The players, plots and the movement that led to Gandhi’s murder
Rajshree Chandra Rajshree Chandra | 29 Oct, 2021
GANDHI IS ONE of those figures in history who, in Pierre Bourdieu’s words, was a “collective individual”. He is many different things to different people. Perhaps that is what led Gandhian scholar KP Shankaran to ask the question: Which Gandhi was killed? In an attempt to arrive at the answer, the book The Murderer, The Monarch and The Fakir asks the question: Why was Gandhi killed?
We all know who killed Gandhi. The chapter ‘The Cult of Godse’, reveals in great detail Nathuram Godse’s reasons. In a written statement during the Red Fort trial (10th November, 1948), Godse professed that under Gandhi’s watch a third of India had been partitioned, and that under the garb of Hindu-Muslim unity, Gandhi had waged a pro-Muslim appeasement policy. For him, Gandhi’s philosophy of Ahimsa was leading to ‘emasculation of the Hindu community’, echoing the sentiments, ideology and dogma routinely upheld by his mentor VD Savarkar in his speeches and writings.

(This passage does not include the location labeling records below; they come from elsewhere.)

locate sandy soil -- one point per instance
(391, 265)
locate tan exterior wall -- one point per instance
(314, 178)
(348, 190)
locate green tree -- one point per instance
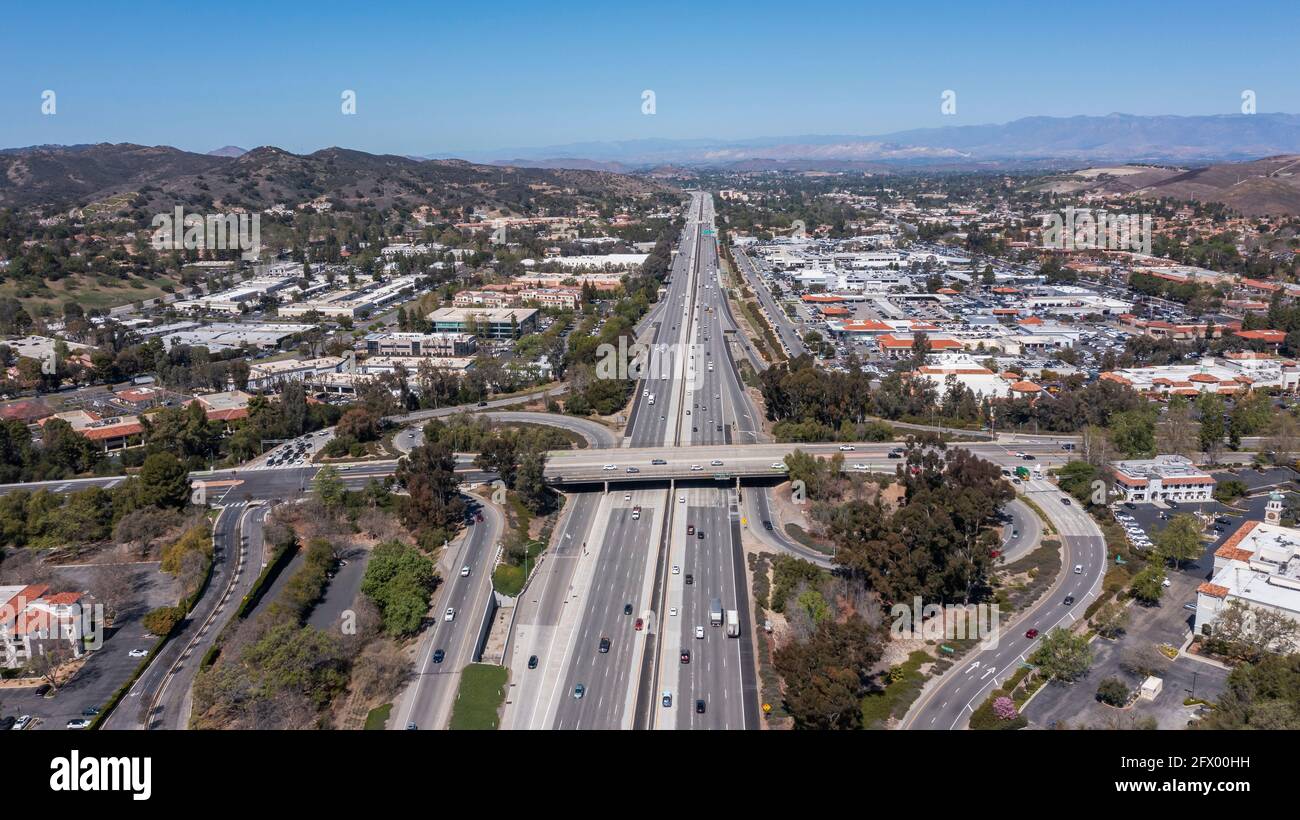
(1062, 655)
(1148, 585)
(1181, 541)
(164, 482)
(399, 581)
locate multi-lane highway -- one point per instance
(948, 701)
(447, 647)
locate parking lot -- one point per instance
(107, 668)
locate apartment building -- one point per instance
(31, 619)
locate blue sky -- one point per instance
(442, 78)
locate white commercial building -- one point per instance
(268, 374)
(1259, 565)
(1169, 478)
(1236, 372)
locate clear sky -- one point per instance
(446, 77)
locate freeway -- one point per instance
(160, 698)
(948, 701)
(596, 434)
(428, 701)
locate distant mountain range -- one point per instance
(160, 177)
(1028, 142)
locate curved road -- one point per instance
(947, 702)
(597, 435)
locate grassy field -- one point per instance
(89, 291)
(378, 717)
(482, 690)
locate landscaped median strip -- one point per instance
(479, 701)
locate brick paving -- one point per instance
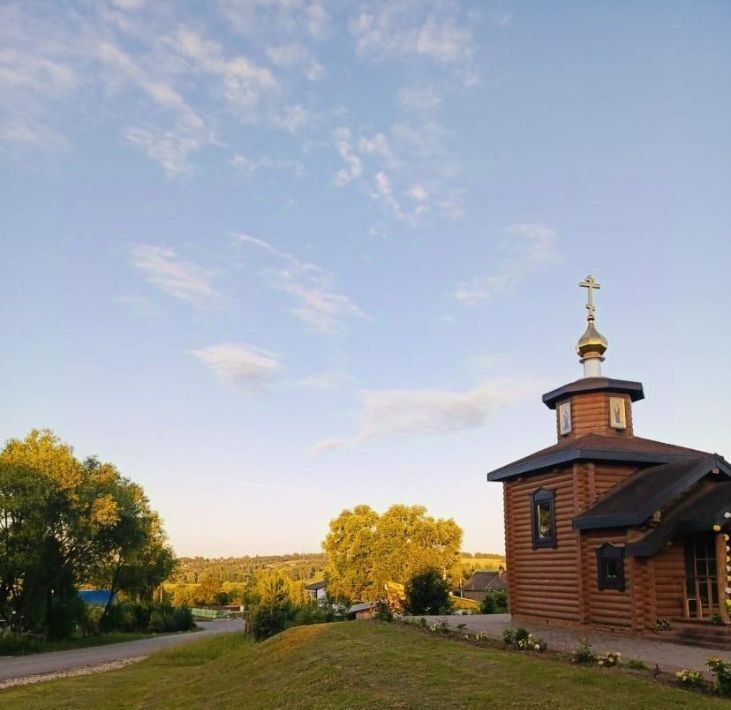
(670, 657)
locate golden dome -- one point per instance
(592, 343)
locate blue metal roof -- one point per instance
(95, 597)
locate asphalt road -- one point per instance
(40, 663)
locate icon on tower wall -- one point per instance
(564, 418)
(617, 413)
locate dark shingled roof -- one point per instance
(633, 501)
(485, 581)
(698, 512)
(594, 384)
(596, 447)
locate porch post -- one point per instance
(722, 576)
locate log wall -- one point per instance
(608, 607)
(590, 415)
(670, 582)
(542, 582)
(562, 583)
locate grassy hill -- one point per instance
(351, 665)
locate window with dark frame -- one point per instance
(543, 517)
(610, 567)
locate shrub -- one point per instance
(427, 592)
(269, 620)
(157, 621)
(609, 659)
(583, 654)
(65, 614)
(722, 675)
(495, 602)
(91, 623)
(383, 610)
(692, 679)
(183, 618)
(523, 640)
(441, 626)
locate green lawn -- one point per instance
(351, 665)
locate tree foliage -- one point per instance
(365, 550)
(63, 523)
(427, 592)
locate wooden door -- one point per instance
(701, 577)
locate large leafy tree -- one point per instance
(27, 514)
(349, 548)
(85, 521)
(365, 550)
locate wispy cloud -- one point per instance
(329, 380)
(181, 279)
(419, 29)
(250, 165)
(403, 412)
(285, 17)
(321, 306)
(139, 304)
(529, 247)
(240, 366)
(343, 142)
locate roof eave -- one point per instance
(594, 384)
(577, 454)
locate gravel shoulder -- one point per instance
(95, 658)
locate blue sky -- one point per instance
(275, 258)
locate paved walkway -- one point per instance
(671, 657)
(58, 661)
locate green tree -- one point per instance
(86, 521)
(273, 600)
(28, 504)
(365, 550)
(407, 541)
(349, 549)
(427, 592)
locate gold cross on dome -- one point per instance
(590, 283)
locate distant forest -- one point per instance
(193, 570)
(299, 566)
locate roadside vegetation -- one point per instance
(65, 524)
(354, 665)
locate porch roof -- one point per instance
(698, 513)
(633, 501)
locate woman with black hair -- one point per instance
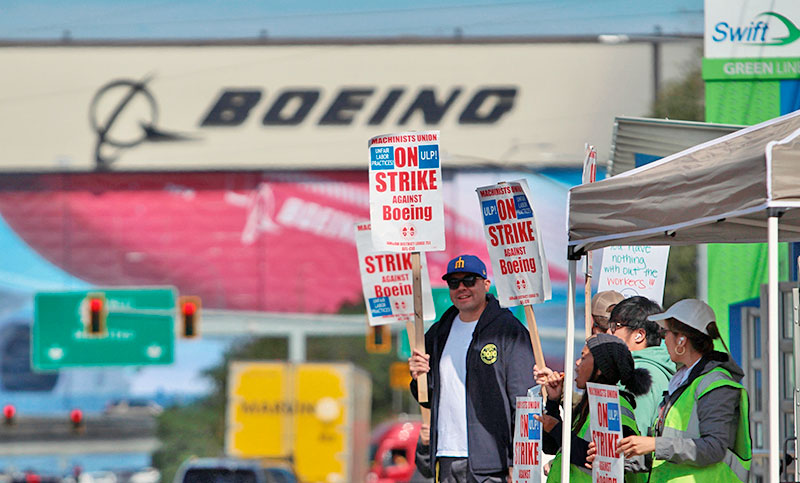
(605, 359)
(702, 432)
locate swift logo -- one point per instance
(757, 32)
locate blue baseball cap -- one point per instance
(465, 264)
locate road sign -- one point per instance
(139, 329)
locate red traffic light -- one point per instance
(189, 308)
(76, 416)
(96, 305)
(189, 316)
(96, 325)
(9, 411)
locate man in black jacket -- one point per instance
(479, 359)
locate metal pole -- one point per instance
(569, 350)
(297, 346)
(774, 351)
(796, 347)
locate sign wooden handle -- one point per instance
(587, 301)
(536, 343)
(419, 328)
(426, 419)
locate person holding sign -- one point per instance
(479, 359)
(643, 337)
(605, 359)
(702, 432)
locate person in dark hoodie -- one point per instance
(628, 321)
(702, 432)
(605, 359)
(478, 360)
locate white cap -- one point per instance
(692, 312)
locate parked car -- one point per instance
(231, 470)
(133, 407)
(392, 453)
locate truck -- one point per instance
(315, 416)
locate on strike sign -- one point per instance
(515, 247)
(405, 197)
(527, 441)
(606, 428)
(387, 283)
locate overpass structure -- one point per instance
(103, 434)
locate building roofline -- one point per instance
(344, 41)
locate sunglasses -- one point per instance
(468, 281)
(613, 326)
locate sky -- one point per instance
(285, 19)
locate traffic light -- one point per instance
(379, 339)
(9, 412)
(97, 313)
(189, 307)
(76, 420)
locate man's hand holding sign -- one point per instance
(406, 208)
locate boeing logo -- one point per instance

What we do not know, or perhaps know only fuzzily, is that Gandhi’s assassination had a genealogy. Godse was not, as the book reminds us, a “lone wolf” or a madman gripped by a moment of fervor and rage. He was only the face of a well orchestrated plot that commenced on 8th August, 1947 when Savarkar, Narayan Apte and Godse boarded an Air India flight to Delhi, a good six months before that fateful day of 30th January. The key players in this plot were the close-knit apparatus of the Hindu Mahasabha, Hindu Rashtra Dal, Hindu Rashtra Sena, Rajput Seva Sangh, to name the prominent ones. Perhaps the least acknowledged aspect of Gandhi’s assassination is the role played by the “Monarchs” of the princely states particularly Gwalior, Alwar (and their bureaucracies). Gandhi posed a threat to their continued and profligate survival. He saw them as “servants of the people” who ought to bow down to the collective will of the people. The Hindu Right, however, repeatedly assured them. For them the “Prince”, as BS Moonje stated, was a representative of the Hindu Raj. The princely states naturally saw their future more secure in a future Hindu Raj. For at least some, this assurance materialised into project Hindu-Raj and project kill-Gandhi. Their varied and various roles (including the smoking gun that links a Hindutva icon to the assassination) have been sketched in absorbing detail in the book, intrigue by intrigue and connection by connection. Together they form the “Murderer” that killed the old “Fakir”.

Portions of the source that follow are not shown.